AnalyticDB Ray is a fully managed Ray service built into AnalyticDB for MySQL. It enhances open source Ray with production-grade kernel optimizations and simplified cluster operations, so you can run large-scale distributed AI workloads — multimodal processing, search recommendations, financial risk control, and embodied intelligence — directly on your data lakehouse without managing infrastructure.

Prerequisites

Before you begin, ensure that you have:

  • An AnalyticDB for MySQL Enterprise Edition, Basic Edition, or Data Lakehouse Edition cluster

What AnalyticDB Ray adds over open source Ray

Open source Ray is a distributed computing framework for AI and high-performance computing. It lets you scale single-node Python code to thousand-node clusters with minimal changes, and its built-in modules — Ray Tune, Ray Train, and Ray Serve — integrate seamlessly with TensorFlow and PyTorch.
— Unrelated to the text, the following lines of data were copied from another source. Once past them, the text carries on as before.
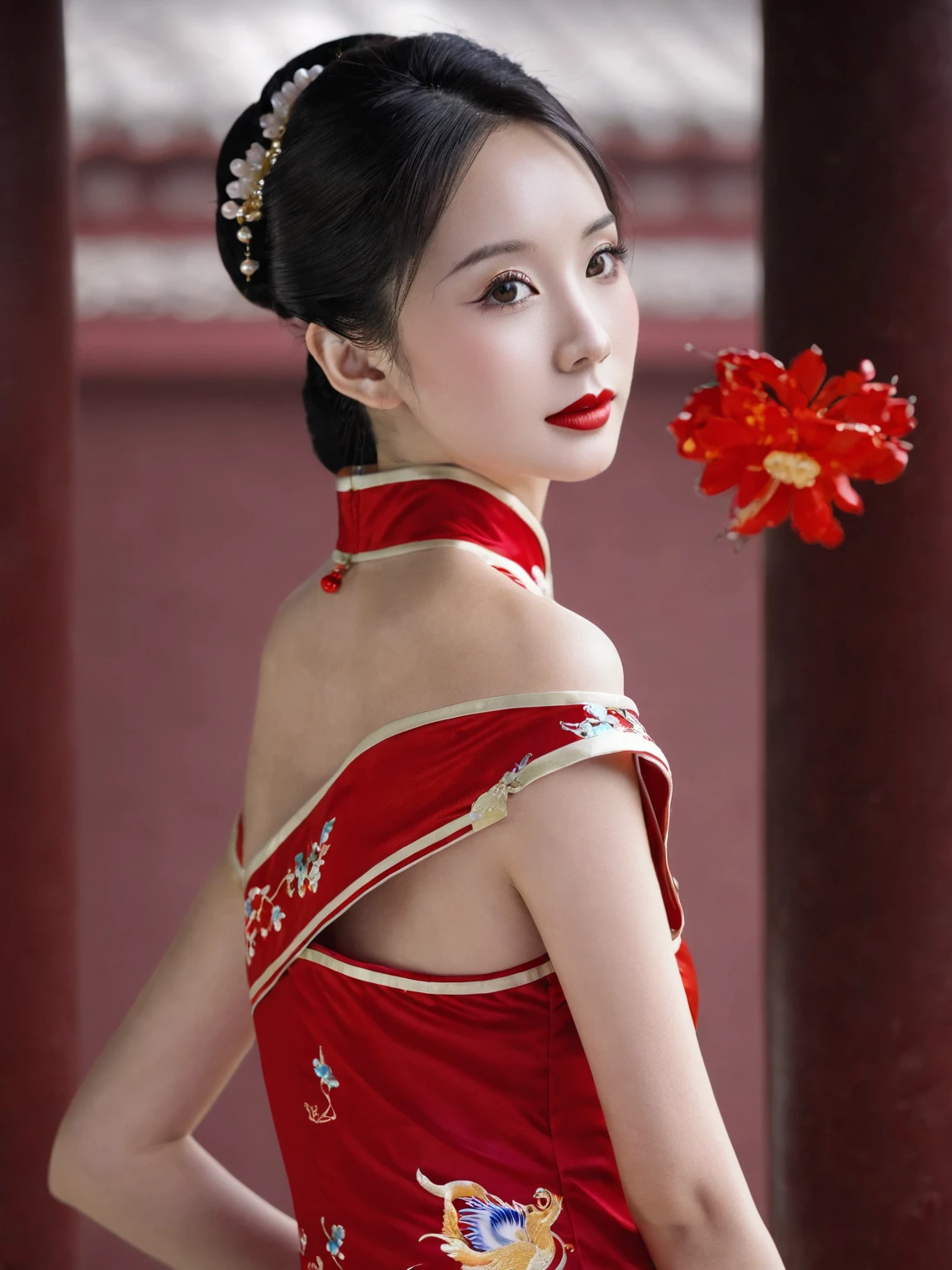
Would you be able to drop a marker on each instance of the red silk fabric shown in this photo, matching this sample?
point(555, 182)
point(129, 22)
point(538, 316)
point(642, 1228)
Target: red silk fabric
point(429, 1120)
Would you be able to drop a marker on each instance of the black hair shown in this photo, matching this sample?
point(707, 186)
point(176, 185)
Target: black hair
point(374, 149)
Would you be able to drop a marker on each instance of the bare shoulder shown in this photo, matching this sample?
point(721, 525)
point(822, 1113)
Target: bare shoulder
point(546, 646)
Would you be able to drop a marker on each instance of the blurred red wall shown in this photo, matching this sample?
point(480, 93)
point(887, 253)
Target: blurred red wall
point(198, 508)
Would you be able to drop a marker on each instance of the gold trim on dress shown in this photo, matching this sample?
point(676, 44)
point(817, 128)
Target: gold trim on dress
point(350, 480)
point(492, 558)
point(436, 987)
point(602, 743)
point(481, 705)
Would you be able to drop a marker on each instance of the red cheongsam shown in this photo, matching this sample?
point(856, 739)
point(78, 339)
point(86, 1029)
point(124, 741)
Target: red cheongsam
point(435, 1119)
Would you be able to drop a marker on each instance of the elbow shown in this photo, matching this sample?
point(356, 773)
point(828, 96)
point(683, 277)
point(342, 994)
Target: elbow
point(82, 1163)
point(63, 1168)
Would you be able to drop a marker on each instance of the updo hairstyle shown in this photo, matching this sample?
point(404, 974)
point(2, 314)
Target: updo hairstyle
point(374, 149)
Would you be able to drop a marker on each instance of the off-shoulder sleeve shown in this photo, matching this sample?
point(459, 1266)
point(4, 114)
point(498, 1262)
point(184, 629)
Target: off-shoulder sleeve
point(421, 785)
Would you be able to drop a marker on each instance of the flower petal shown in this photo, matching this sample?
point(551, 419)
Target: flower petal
point(845, 495)
point(721, 474)
point(812, 513)
point(809, 371)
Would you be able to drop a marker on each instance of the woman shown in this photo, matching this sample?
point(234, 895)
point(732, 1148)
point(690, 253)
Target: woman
point(485, 1043)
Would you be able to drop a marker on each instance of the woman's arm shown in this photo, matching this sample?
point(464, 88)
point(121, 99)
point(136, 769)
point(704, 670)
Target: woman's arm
point(577, 850)
point(125, 1153)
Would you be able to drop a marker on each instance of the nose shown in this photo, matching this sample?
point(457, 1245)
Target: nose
point(585, 341)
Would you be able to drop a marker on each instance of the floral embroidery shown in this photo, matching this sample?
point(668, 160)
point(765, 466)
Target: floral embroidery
point(334, 1239)
point(263, 914)
point(489, 1232)
point(607, 719)
point(329, 1081)
point(492, 805)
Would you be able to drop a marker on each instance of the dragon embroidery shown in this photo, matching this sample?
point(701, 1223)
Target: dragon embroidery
point(495, 1234)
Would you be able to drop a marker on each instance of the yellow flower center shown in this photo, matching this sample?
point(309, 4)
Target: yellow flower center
point(790, 469)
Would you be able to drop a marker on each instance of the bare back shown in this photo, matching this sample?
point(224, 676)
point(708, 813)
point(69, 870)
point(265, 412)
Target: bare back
point(404, 637)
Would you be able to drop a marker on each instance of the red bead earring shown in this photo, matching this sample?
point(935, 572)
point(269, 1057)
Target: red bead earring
point(331, 582)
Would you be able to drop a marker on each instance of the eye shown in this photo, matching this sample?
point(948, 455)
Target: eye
point(504, 291)
point(613, 253)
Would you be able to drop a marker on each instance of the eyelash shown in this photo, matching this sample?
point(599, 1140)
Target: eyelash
point(618, 251)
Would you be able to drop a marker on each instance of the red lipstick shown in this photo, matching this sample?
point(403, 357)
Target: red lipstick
point(585, 414)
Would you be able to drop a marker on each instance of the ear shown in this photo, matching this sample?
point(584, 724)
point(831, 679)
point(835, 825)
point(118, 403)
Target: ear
point(352, 370)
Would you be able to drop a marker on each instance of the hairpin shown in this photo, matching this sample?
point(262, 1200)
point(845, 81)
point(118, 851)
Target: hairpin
point(258, 161)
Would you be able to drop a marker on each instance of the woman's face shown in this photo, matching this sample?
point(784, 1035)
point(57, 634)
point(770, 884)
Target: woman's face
point(516, 312)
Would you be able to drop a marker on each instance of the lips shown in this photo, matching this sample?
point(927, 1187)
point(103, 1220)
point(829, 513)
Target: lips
point(585, 414)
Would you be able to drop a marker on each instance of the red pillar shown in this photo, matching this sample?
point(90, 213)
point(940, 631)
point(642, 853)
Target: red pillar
point(857, 172)
point(37, 947)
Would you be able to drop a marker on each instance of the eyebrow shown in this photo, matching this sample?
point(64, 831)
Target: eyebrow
point(513, 246)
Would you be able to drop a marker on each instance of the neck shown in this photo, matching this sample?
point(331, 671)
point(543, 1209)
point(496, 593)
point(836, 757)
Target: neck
point(531, 490)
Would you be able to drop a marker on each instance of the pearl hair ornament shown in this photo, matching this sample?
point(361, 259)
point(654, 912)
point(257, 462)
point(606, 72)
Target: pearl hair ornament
point(258, 161)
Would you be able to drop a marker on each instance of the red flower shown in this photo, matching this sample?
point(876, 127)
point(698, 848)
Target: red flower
point(788, 445)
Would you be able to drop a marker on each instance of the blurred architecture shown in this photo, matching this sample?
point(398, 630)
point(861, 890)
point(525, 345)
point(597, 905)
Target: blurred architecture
point(199, 506)
point(668, 90)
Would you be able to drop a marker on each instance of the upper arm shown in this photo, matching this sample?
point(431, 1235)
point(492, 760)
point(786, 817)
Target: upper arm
point(577, 848)
point(179, 1043)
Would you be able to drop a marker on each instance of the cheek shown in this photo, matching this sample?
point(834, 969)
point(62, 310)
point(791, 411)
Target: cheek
point(478, 365)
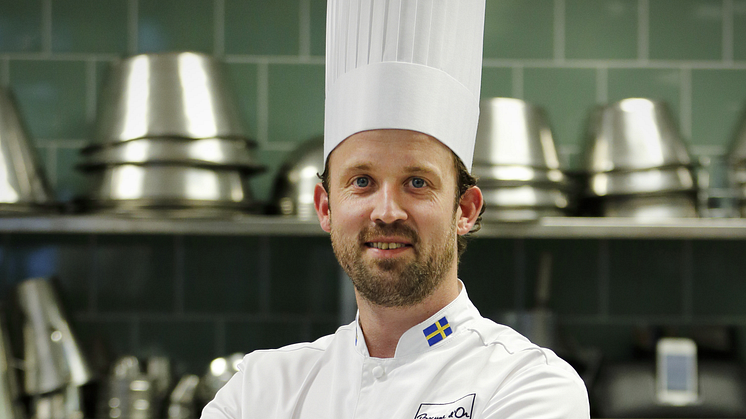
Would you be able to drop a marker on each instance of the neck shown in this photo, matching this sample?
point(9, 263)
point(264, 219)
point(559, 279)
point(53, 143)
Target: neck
point(384, 326)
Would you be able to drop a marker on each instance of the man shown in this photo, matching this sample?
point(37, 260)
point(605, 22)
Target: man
point(403, 81)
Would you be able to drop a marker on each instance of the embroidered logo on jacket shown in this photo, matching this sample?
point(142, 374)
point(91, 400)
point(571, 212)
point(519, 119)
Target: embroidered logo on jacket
point(461, 408)
point(437, 331)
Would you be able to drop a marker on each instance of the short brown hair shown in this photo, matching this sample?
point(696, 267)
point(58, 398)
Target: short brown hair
point(464, 181)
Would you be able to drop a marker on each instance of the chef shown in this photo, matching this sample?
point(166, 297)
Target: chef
point(402, 104)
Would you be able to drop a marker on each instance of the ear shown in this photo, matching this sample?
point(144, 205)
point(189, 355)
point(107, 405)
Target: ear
point(470, 206)
point(321, 203)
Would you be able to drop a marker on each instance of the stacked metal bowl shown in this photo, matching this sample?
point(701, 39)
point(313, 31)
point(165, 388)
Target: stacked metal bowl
point(169, 140)
point(517, 164)
point(637, 162)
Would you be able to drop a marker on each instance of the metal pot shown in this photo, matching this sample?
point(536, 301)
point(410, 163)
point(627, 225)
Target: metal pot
point(174, 94)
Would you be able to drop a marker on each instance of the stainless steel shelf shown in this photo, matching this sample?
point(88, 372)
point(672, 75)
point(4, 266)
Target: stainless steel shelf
point(550, 227)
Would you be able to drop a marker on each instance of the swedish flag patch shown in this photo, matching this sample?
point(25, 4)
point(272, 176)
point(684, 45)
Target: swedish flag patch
point(437, 331)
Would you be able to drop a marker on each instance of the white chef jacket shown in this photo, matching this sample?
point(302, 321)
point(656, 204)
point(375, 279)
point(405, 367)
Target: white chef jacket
point(456, 364)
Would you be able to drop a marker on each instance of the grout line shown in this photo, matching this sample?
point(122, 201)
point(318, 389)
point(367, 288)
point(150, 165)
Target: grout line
point(687, 286)
point(643, 30)
point(728, 31)
point(179, 273)
point(5, 72)
point(219, 21)
point(265, 275)
point(517, 88)
point(304, 36)
point(46, 27)
point(591, 63)
point(520, 274)
point(685, 103)
point(90, 76)
point(92, 278)
point(604, 279)
point(262, 104)
point(132, 26)
point(559, 30)
point(602, 85)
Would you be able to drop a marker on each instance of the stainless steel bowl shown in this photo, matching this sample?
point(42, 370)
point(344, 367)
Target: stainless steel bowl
point(515, 175)
point(175, 94)
point(223, 152)
point(671, 205)
point(633, 134)
point(297, 178)
point(168, 186)
point(525, 196)
point(23, 183)
point(512, 132)
point(669, 179)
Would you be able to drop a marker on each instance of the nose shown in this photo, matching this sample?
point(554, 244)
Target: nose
point(387, 207)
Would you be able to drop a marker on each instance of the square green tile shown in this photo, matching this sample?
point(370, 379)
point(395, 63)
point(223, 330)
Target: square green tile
point(601, 29)
point(686, 29)
point(652, 83)
point(739, 30)
point(245, 337)
point(318, 27)
point(574, 274)
point(92, 26)
point(135, 274)
point(105, 341)
point(296, 102)
point(566, 94)
point(718, 100)
point(719, 287)
point(243, 79)
point(262, 185)
point(65, 259)
point(221, 274)
point(488, 271)
point(308, 285)
point(175, 25)
point(519, 29)
point(645, 277)
point(20, 26)
point(262, 27)
point(189, 344)
point(497, 82)
point(71, 182)
point(52, 97)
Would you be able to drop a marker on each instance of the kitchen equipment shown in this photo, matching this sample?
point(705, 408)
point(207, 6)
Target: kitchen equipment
point(223, 153)
point(182, 400)
point(633, 134)
point(23, 184)
point(513, 132)
point(297, 178)
point(668, 179)
point(670, 205)
point(53, 356)
point(172, 94)
point(10, 407)
point(131, 189)
point(628, 390)
point(220, 371)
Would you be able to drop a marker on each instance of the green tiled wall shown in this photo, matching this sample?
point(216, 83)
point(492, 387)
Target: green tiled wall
point(200, 297)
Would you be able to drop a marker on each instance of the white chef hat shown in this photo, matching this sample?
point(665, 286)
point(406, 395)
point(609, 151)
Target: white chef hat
point(404, 64)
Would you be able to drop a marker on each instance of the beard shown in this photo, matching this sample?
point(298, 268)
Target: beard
point(395, 282)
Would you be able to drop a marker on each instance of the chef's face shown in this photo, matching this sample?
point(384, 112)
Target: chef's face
point(390, 210)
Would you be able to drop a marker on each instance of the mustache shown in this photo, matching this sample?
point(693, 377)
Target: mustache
point(395, 229)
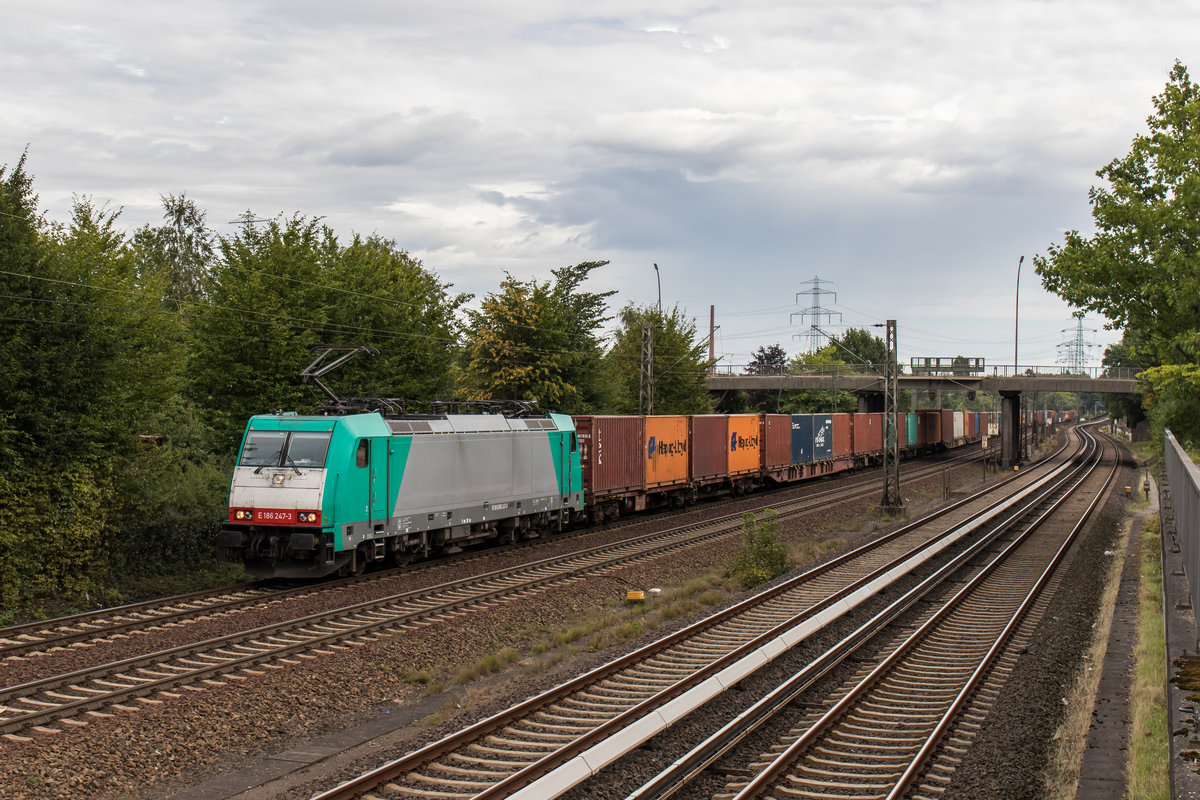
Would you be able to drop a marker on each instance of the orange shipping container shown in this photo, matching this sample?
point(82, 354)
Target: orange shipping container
point(665, 451)
point(709, 447)
point(743, 440)
point(843, 435)
point(777, 447)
Running open source Ray in production, however, introduces challenges: distributed job optimization, fine-grained resource scheduling, complex cluster operations, and ensuring system stability at scale.

AnalyticDB Ray addresses these challenges with the following enhancements:

EnhancementDescription
Kernel performance optimizationImproved scheduling and execution efficiency for large-scale distributed workloads.
Simplified cluster operationsManaged head node and worker node lifecycle, so you focus on jobs rather than infrastructure.
Disaster recoveryA Redis-based mechanism that automatically recovers Ray clusters, actors, and tasks when the head node restarts.
Automatic scalingDynamic worker node scaling based on logical resource requirements, with multi-worker-group support to prevent overloading or underutilizing individual groups.
Data lakehouse integrationNative integration with AnalyticDB for MySQL, enabling integrated Data + AI architectures.

Billing

When you create a Ray cluster resource group, you are charged for the following:

  • Storage consumed by the Worker Disk Storage setting.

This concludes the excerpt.